The month-on-month rise was the highest this time of year since ONS records began in 1988. Large price increases, which range from vehicle fuel to food and furniture, were behind the increase.
Families are facing the biggest cost-of-living pressure since records began in the 1950s, according to British budget forecasts, and overshooting inflation is another bad news for the government as well.
Police fined Johnson and Sonk on Tuesday for attending Johnson’s birthday party in June 2020 at his Downing Street office at a time of COVID-19 restrictions, leading to calls from political opponents to resign.
Sunak – previously seen as a leading candidate to succeed Johnson as prime minister – saw his popularity plummet after his March budget statement, which the public deemed did little to ease cost-of-living pressures.
After the data, Sunak said: “I know this is a worrying time for many families which is why we are taking action to ease the burden by providing support of around £22 billion ($29 billion) in this financial year.”
Sunak will be pressured to do more, said Jack Leslie, chief economist at Resolution Research.
“The sheer scale of this inflation-led pressure on living standards makes it all the more clear how little support the Chancellor provided in the Spring Statement – a decision that will certainly have to be reconsidered before the fall budget,” Leslie said.
British inflation has seen an unprecedented rise over the past year, following a pattern similar to most other advanced economies as energy prices soar and pandemic difficulties in the supply chain persist.

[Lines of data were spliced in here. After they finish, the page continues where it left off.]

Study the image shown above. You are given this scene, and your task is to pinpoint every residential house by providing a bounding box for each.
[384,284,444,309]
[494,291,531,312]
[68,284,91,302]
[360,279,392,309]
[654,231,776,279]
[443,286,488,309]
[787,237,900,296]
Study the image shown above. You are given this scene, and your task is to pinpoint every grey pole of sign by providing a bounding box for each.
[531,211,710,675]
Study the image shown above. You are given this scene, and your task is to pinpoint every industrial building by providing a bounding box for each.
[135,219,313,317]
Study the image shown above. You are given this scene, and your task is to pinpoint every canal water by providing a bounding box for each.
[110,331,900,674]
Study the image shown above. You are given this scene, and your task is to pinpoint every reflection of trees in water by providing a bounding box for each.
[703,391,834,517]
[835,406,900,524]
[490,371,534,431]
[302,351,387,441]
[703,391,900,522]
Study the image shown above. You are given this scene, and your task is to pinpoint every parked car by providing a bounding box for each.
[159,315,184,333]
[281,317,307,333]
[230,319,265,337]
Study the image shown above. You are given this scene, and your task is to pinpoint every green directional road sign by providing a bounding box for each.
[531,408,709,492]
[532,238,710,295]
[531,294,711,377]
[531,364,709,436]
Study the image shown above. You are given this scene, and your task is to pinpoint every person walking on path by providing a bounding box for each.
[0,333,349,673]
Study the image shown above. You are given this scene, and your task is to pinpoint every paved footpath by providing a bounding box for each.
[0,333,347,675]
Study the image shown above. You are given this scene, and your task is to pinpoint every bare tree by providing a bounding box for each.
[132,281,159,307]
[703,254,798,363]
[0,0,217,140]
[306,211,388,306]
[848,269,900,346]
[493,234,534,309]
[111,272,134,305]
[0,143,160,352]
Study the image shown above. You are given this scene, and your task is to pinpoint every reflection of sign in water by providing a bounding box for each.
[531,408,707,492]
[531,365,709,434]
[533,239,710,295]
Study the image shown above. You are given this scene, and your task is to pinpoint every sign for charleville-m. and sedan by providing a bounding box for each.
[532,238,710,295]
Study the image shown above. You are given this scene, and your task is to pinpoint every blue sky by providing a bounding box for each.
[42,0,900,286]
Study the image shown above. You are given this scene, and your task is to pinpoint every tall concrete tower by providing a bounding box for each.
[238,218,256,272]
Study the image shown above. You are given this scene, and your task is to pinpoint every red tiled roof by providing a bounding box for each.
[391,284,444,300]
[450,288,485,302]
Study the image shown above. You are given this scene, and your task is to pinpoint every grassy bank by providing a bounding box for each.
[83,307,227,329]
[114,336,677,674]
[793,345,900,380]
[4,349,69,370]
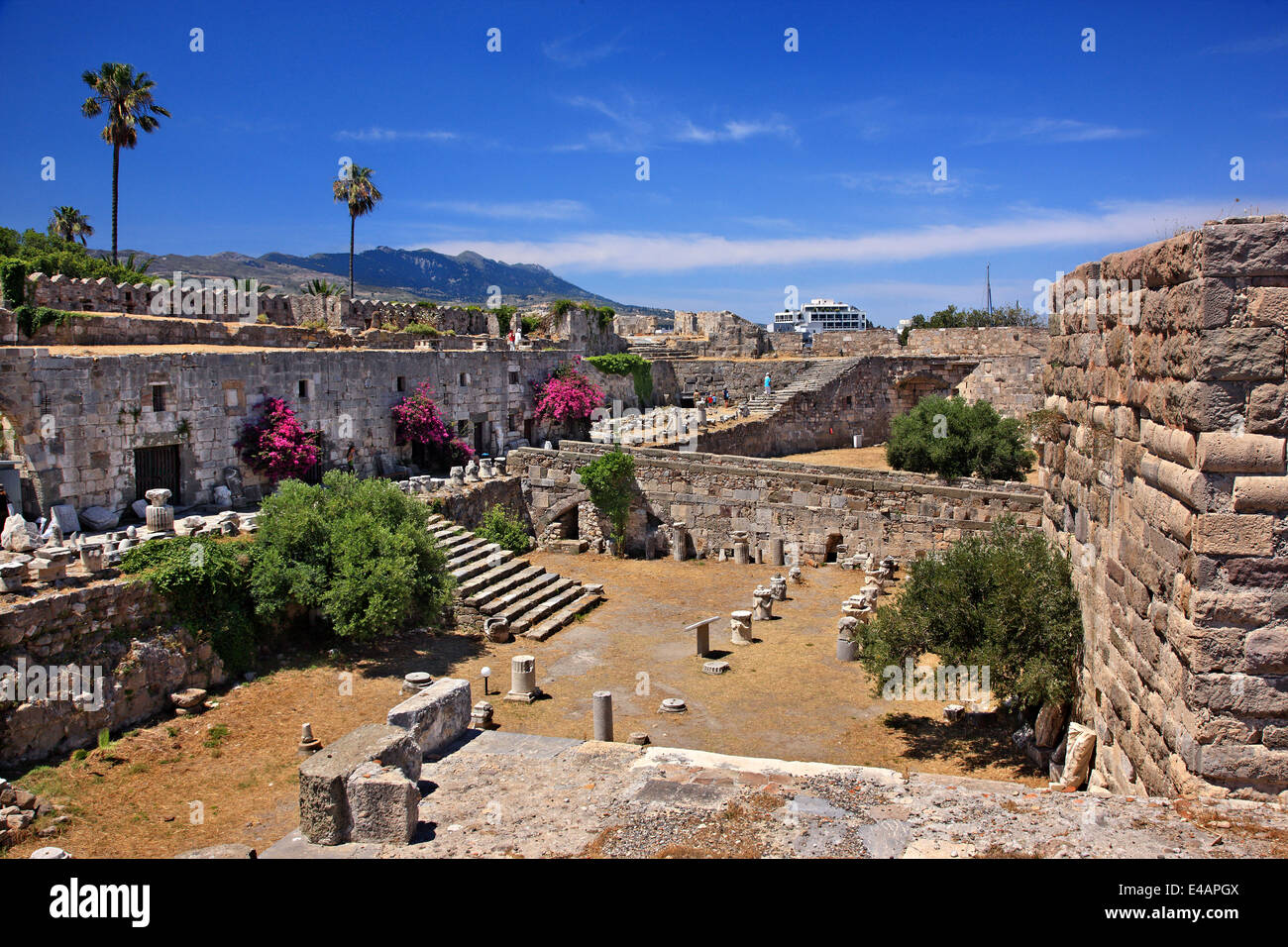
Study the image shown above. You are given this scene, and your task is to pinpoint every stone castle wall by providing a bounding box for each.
[506,441,1042,562]
[0,579,226,763]
[26,273,496,335]
[0,348,568,514]
[1040,217,1288,798]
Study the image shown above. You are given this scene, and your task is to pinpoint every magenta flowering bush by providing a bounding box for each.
[393,381,474,464]
[537,360,604,424]
[236,398,322,483]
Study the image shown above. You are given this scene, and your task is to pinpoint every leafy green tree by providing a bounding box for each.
[886,394,1035,480]
[250,471,452,640]
[331,164,385,299]
[858,518,1082,707]
[474,504,532,553]
[121,536,262,674]
[577,447,635,552]
[49,205,94,246]
[81,61,170,263]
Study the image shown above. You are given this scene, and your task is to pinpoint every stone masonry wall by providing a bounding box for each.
[0,579,226,763]
[0,348,567,514]
[517,441,1042,562]
[1040,217,1288,798]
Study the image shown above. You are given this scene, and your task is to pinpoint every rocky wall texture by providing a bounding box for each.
[0,579,226,763]
[507,441,1042,562]
[1040,217,1288,798]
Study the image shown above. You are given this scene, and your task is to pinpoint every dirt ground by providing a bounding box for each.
[778,443,1038,485]
[7,553,1044,857]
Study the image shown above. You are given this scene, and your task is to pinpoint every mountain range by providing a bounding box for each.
[134,246,670,314]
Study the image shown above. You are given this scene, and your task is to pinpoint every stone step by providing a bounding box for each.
[506,579,585,635]
[480,573,574,621]
[461,559,545,608]
[523,592,601,642]
[452,546,514,582]
[438,532,480,556]
[456,559,531,599]
[438,532,488,556]
[447,543,501,570]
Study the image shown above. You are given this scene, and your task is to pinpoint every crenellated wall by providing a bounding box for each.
[1040,217,1288,798]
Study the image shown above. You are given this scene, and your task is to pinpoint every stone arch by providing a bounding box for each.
[532,489,590,536]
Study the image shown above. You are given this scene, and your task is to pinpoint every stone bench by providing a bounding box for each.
[385,678,474,755]
[300,726,419,845]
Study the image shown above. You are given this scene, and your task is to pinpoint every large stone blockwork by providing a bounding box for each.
[1040,217,1288,797]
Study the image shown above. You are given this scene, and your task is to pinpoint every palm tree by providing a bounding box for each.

Russia’s invasion of Ukraine on February 24 sent energy prices soaring, and Britain’s Office of Budget Responsibility last month predicted that inflation would peak at a 40-year high of 8.7% in the fourth quarter of 2022.
All financial markets are certain that the Bank of England will raise interest rates to 1% from 0.75% on May 5 before raising them to 2%-2.25% by the end of 2022, although many economists expect them to be less severe.
The Bank of England expects economic growth to slow sharply over the course of this year as cost-of-living pressures mount.
Samuel Tombs, chief UK economist at Pantheon Macroeconomics, forecast inflation would reach 8.8% in April after household utility bills rose, but then fall below the Bank of England’s 2% target in the second half of next year.
Wednesday’s data showed that core CPI, which excludes food, energy, alcohol and tobacco prices, rose to 5.7% in March from 5.2% in February.
Retail price inflation — an old measure that the Office for National Statistics says is inaccurate, but is widely used in commercial contracts and to determine interest payments on inflation-linked government bonds — rose to 9.0%, the highest level since 1991.
There were signs of more inflation pressures ahead as manufacturers increased their prices by 11.9% in the twelve months through March, the biggest jump since September 2008.
Raw material costs for manufacturers jumped by 19.2%, and the largest increase on records began in 1997.